Perfect Days : interview with Wim Wenders

Perfect Days © MASTER MIND Ltd

Winner of the Palme d’or for Paris, Texas in 1984, the Best Director Award in 1987 for The Wings of Desire, and the Jury Grand Prix in 1993 for Faraway, So Close!,, it’s the sixth film in the Official Selection for Wim Wenders, with the story of a man who cleans toilets in Tokyo, starring the actor Koji Yakusho (Hirayama). We speak to the German director of Perfect Days, who is in Competition in 2023.

The film takes place in Tokyo, years after filming Tokyo-Ga (1985): why Tokyo and were you also inspired by Yasujiro Ozu in Perfect Days ?

The idea was born in Tokyo and could not have been made anywhere else. I love it if a story and its setting belong together out of necessity. We shot Perfect Days 60 years after Ozu made his last film, An Autumn Afternoon, in Tokyo. And it is not a coincidence that our hero’s name is Hirayama…

What inspired you to chose the subject of the movie?

On one hand, the strong feeling of “service” and “the common good” in Japan, on the other hand, the sheer architectural beauty of these public sanitary places. I was amazed at how much “toilets” can be part of everyday culture, not just an almost embarrassing necessity.

Do you consider it one of your most poetic films?

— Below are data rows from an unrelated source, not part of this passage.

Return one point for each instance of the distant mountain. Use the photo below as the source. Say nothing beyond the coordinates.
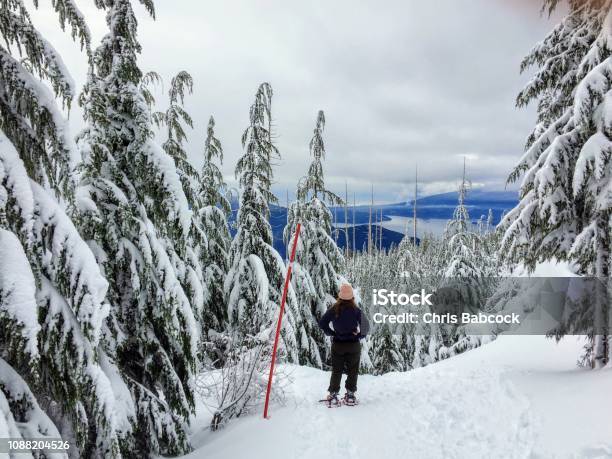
(436, 207)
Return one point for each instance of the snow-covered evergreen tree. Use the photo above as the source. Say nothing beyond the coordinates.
(55, 377)
(254, 283)
(187, 257)
(213, 212)
(134, 214)
(565, 202)
(318, 261)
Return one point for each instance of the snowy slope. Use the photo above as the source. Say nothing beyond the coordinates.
(519, 396)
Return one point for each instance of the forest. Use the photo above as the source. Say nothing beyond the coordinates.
(128, 289)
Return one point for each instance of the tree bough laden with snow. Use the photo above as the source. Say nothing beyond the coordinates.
(255, 280)
(565, 206)
(212, 214)
(134, 213)
(51, 291)
(316, 277)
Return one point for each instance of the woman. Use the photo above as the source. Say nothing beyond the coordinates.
(349, 326)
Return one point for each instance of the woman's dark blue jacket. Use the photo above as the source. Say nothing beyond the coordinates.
(350, 326)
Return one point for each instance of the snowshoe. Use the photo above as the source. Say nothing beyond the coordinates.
(349, 399)
(332, 400)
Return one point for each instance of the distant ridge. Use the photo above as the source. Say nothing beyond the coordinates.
(435, 207)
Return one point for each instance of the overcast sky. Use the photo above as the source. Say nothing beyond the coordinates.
(401, 83)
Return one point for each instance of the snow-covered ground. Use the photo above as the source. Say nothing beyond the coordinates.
(517, 397)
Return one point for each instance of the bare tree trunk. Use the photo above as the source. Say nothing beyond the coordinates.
(601, 344)
(354, 204)
(370, 223)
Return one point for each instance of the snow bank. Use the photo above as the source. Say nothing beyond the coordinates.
(517, 397)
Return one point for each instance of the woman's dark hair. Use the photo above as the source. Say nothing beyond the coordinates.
(341, 305)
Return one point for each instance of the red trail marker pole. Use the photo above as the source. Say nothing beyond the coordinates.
(280, 319)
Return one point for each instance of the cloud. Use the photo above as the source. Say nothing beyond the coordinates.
(402, 83)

“Poetry” is not something you can intend in a film, but it’s rather a beautiful find, a gift that you receive as a filmmaker, from your actors, from places, from the light, from everything that has to come together to form something like “poetry in motion”.

 

“Poetry” is not something you can intend in a film, but it’s rather a beautiful find, a gift that you receive as a filmmaker.”

 

A word about the actors?

Working with Koji Yakusho as Hirayama was a unique experience. We could only talk via an interpreter, but between Hirayama, my cinematographer Franz, and me, we soon found a silent body language, with sometimes just the slightest indication of an adjustment needed. It was really a dream come true to work with someone so totally committed to his character and so totally open to shooting as fast as we did, sometimes without much of a rehearsal. The entire cast was amazing. Even in the small parts, we had actors of the highest regard in Japan.